For the longest time, campuses and school buildings have been used as temporary shelters for victims of typhoons, earthquakes, floods, landslides, volcanic eruption, and other natural calamities.
The problem is, their use as emergency shelters is not temporary at all. Displaced residents often stay in these school facilities for weeks if not months.
Their extended stay in school campuses displaces school children from their classrooms, thereby interrupting classes and upsetting academic schedules in the process.
And so the problem of addressing calamity victims is compounded by the problem of disrupting school activities.
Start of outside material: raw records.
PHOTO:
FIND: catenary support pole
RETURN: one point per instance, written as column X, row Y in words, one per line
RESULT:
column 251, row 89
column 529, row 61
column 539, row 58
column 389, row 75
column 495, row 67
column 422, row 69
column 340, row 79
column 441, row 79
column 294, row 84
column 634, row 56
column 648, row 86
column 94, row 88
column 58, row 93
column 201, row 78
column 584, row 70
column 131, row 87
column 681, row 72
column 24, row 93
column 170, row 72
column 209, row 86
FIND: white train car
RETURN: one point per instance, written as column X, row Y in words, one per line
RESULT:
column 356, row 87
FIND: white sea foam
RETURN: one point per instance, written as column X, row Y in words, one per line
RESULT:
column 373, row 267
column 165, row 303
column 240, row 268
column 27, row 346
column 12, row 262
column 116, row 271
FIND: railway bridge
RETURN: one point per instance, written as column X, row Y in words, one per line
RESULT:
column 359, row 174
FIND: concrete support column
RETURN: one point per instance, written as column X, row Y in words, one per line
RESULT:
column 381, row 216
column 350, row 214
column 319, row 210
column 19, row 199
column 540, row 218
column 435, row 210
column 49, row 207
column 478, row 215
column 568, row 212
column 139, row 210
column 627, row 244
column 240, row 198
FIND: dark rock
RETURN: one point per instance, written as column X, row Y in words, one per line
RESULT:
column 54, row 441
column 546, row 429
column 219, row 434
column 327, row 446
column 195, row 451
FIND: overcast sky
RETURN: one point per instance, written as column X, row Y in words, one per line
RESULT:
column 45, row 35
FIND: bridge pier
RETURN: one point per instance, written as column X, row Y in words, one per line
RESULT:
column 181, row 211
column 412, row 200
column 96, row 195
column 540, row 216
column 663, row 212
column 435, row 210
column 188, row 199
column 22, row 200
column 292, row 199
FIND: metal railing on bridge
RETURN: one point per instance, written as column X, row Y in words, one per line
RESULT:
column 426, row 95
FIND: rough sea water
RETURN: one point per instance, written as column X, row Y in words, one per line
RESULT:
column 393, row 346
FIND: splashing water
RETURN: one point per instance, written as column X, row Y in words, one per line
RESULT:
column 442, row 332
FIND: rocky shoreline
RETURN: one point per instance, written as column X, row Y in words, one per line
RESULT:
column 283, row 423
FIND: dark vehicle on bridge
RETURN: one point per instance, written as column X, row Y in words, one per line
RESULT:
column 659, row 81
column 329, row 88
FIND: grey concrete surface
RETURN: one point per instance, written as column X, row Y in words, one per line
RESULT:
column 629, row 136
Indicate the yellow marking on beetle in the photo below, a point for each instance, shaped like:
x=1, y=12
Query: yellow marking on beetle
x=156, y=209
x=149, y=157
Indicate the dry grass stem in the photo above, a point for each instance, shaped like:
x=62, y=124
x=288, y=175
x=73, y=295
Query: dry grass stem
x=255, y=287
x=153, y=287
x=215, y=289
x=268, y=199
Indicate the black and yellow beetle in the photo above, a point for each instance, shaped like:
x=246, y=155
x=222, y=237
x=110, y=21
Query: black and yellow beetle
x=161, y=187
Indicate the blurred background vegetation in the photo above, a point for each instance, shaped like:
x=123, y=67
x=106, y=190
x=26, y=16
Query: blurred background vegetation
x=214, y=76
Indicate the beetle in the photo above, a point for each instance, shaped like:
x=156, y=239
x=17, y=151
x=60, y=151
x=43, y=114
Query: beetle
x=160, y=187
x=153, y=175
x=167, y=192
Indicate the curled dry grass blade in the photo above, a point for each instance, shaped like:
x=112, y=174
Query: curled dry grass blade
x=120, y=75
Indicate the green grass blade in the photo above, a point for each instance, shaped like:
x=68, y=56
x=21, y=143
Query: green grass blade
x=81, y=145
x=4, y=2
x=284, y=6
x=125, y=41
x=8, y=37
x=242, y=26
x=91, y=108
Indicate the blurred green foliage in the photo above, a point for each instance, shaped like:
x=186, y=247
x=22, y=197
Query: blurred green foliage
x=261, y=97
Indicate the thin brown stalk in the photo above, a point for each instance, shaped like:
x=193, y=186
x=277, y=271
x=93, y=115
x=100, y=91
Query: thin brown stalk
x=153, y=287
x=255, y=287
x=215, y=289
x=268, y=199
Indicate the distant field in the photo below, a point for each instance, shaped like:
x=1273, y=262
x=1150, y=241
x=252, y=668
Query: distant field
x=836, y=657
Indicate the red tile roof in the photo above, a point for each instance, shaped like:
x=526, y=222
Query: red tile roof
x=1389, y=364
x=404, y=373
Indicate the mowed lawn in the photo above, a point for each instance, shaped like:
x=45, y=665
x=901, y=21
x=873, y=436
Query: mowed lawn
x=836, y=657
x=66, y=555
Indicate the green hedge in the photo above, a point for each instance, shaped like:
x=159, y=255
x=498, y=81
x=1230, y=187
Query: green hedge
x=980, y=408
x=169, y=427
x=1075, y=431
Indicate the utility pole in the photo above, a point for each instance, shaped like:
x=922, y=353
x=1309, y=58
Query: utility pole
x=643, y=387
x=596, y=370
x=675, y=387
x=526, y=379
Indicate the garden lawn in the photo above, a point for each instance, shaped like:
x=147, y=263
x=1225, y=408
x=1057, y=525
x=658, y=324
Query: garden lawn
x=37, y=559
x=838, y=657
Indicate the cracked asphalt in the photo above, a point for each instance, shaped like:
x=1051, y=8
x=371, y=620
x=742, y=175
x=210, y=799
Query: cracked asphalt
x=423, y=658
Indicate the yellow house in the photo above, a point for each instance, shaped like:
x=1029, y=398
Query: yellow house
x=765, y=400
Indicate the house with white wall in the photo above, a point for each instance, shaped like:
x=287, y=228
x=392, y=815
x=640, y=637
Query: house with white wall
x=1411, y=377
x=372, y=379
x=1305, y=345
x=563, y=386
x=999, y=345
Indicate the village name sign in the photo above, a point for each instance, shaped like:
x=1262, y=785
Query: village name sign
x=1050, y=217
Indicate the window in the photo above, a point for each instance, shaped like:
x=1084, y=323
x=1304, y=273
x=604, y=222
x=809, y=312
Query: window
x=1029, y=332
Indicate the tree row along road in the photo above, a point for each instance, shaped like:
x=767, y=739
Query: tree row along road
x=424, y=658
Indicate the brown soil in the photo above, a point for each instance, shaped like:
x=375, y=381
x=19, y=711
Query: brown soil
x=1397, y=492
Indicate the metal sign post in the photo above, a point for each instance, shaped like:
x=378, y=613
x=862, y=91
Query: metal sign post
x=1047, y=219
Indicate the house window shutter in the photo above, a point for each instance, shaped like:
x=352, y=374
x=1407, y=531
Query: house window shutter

Quite thankfully, no less than Malacañang is directly addressing the problem.
President Duterte ordered government officials to speed up the construction of durable evacuation centers and housing units to ensure that there would be no disruption of classes in the aftermath of calamities.
In a situational briefing after his aerial inspection in the aftermath of Tropical Depression Usman in Camarines Sur on Friday, Duterte said he wants the planned evacuation centers to be made up of concrete in order to ensure its durability in times of calamity.
"It has to be a concrete... I would not be satisfied with ‘if it's only made up of wood. They will be the first to go if the winds come. This is quite a novelty of recent time because there are no winds, just purely rainfall. So I saw it, it has become a huge lake," he said.
The President said he wants these buildings to be used solely as evacuation centers and avoid using schools in the conduct of relief operations by government agencies during disaster times.
In the same briefing, Interior and Local Government Sec. Eduardo Año said the construction of local and regional evacuation centers in landslide- and typhoon-prone areas is their priority.
Late in December, “Usman” lashed parts of Bicol, Calabarzon (Cavite, Laguna, Batangas, Rizal, Quezon Province), Mimaropa (Mindoro, Marinduque, Romblon, Palawan), and Eastern Visayas.
Data from the National Disaster Risk Reduction and Management Council showed that the calamity damaged the Bicol region immensely, particularly Albay and Camarines Sur, where heavy rains resulted in flash floods and landslides affecting more than 23,000 families, with at least 122 deaths, and 28 reported as missing.